Dan Cohen beobachtet, wie Mary Lou Thompson, die an Alzheimer erkrankt ist, auf die Playlist reagiert, die er für sie erstellt hat.
Bild: Photo Courtesy of BOND 360
Von Dr. Anne Fabiny, Chefredakteurin, Harvard Women’s Health Watch
Sie haben vielleicht den preisgekrönten Dokumentarfilm Alive Inside gesehen, der 2014 veröffentlicht wurde. Er folgt Dan Cohen, einem Sozialarbeiter, der Menschen mit Demenz in Pflegeheimen Musik nahebringt.
Cohen bat einen Dokumentarfilmer, ihn drei Tage lang zu begleiten, um die erstaunliche Wirkung von Musik auf das Verhalten, die Stimmung und die Lebensqualität von Patienten zu beobachten, die scheinbar keine Verbindung mehr zu sich selbst und zur Welt haben. Der Filmemacher war so bewegt und beeindruckt, dass er Cohen monatelang folgte und diesen Film drehte.
Cohens Methode ist recht einfach. Er bittet die Familie eines Heimbewohners, die Lieder oder Instrumentalstücke aufzulisten, die die Person früher gerne gehört hat. Dann erstellt er auf einem MP3-Player eine individuelle Wiedergabeliste für den Bewohner.
Die Musik, die von Jazz über Rock bis hin zu Klassik reicht, löst überraschende Reaktionen aus. Manche Menschen, die vorher nicht sprechen konnten, singen und tanzen zu der Musik, andere können sich erinnern, wann und wo sie diese Musik gehört haben. Die Musik scheint den Bewohnern die Türen zu ihren Gedächtniskammern zu öffnen.
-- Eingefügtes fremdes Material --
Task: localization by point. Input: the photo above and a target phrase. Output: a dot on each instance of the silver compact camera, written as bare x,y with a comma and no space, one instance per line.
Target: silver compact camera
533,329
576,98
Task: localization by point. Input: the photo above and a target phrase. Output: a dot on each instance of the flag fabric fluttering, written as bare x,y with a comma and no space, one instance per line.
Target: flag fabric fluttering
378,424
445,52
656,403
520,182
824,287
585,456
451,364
Es gibt immer mehr Belege dafür, warum die Menschen im Film wieder zum Leben erwachen und sich wie ihre früheren Persönlichkeiten fühlen, wenn sie ihre Playlists hören. Das Hören und Spielen von Musik reaktiviert Bereiche des Gehirns, die mit Gedächtnis, Denken, Sprache, Emotionen und Belohnung zu tun haben. Zwei kürzlich durchgeführte Studien – eine in den Vereinigten Staaten und eine in Japan – haben ergeben, dass Musik uns nicht nur dabei hilft, gespeicherte Erinnerungen abzurufen, sondern auch, neue zu speichern. In beiden Studien schnitten gesunde ältere Menschen bei Gedächtnis- und Argumentationstests besser ab, nachdem sie an mehreren wöchentlichen Kursen teilgenommen hatten, in denen sie sich zu Musik mäßig körperlich betätigten.
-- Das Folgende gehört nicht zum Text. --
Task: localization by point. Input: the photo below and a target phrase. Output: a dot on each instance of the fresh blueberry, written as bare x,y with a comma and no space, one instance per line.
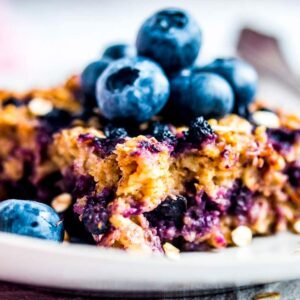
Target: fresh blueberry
119,51
30,218
242,78
89,78
195,94
171,37
132,89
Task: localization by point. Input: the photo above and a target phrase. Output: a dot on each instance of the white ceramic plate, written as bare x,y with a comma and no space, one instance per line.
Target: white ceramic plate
38,262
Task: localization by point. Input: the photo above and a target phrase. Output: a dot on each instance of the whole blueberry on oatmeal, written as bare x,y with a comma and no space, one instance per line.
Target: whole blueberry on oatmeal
30,218
171,37
195,94
132,89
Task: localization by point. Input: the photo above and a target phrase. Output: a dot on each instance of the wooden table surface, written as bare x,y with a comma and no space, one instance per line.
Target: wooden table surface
282,290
Forscher des Musik- und Neuro-Imaging-Labors am Beth Israel Deaconess Medical Center in Harvard haben gezeigt, dass das Singen von Texten besonders hilfreich für Menschen sein kann, die sich von einem Schlaganfall oder einer Hirnverletzung erholen, bei der die für die Sprache zuständige Region der linken Gehirnhälfte beschädigt wurde. Da die Fähigkeit zu singen in der unversehrten rechten Gehirnhälfte entsteht, können Menschen lernen, ihre Gedanken auszusprechen, indem sie sie zuerst singen und die Melodie nach und nach weglassen. Die ehemalige Abgeordnete Gabrielle Giffords hat mit dieser Technik gelernt, so gut zu sprechen, dass sie zwei Jahre, nachdem eine Schusswunde in ihrem Gehirn ihre Sprechfähigkeit zerstört hatte, vor einem Ausschuss des Kongresses aussagen konnte. Singen hat auch gesunden Menschen geholfen, Wörter und Sätze schneller zu lernen.
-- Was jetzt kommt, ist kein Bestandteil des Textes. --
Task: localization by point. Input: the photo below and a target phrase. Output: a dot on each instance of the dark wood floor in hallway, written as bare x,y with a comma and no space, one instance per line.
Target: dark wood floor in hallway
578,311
Um zu sehen, wie Musiktherapie funktioniert, besuchen Sie die Website der Music and Memory Foundation, musicandmemory.org, und sehen Sie, was mit einem Pflegeheimbewohner, Henry, passiert, wenn er seine Musik hört. Sie können auch mehr über die Bewegung erfahren, die Dan Cohen ins Leben gerufen hat, und herausfinden, wie Sie sich beteiligen können. Und wenn Sie jemanden mit leichter kognitiver Beeinträchtigung oder Demenz betreuen – oder sich um ihn kümmern -, wird Sie der Film garantiert dazu inspirieren, sich einen MP3-Player zu besorgen und eine Playlist für diese Person zu erstellen! Vielleicht inspiriert es Sie auch dazu, eine für sich selbst zu erstellen.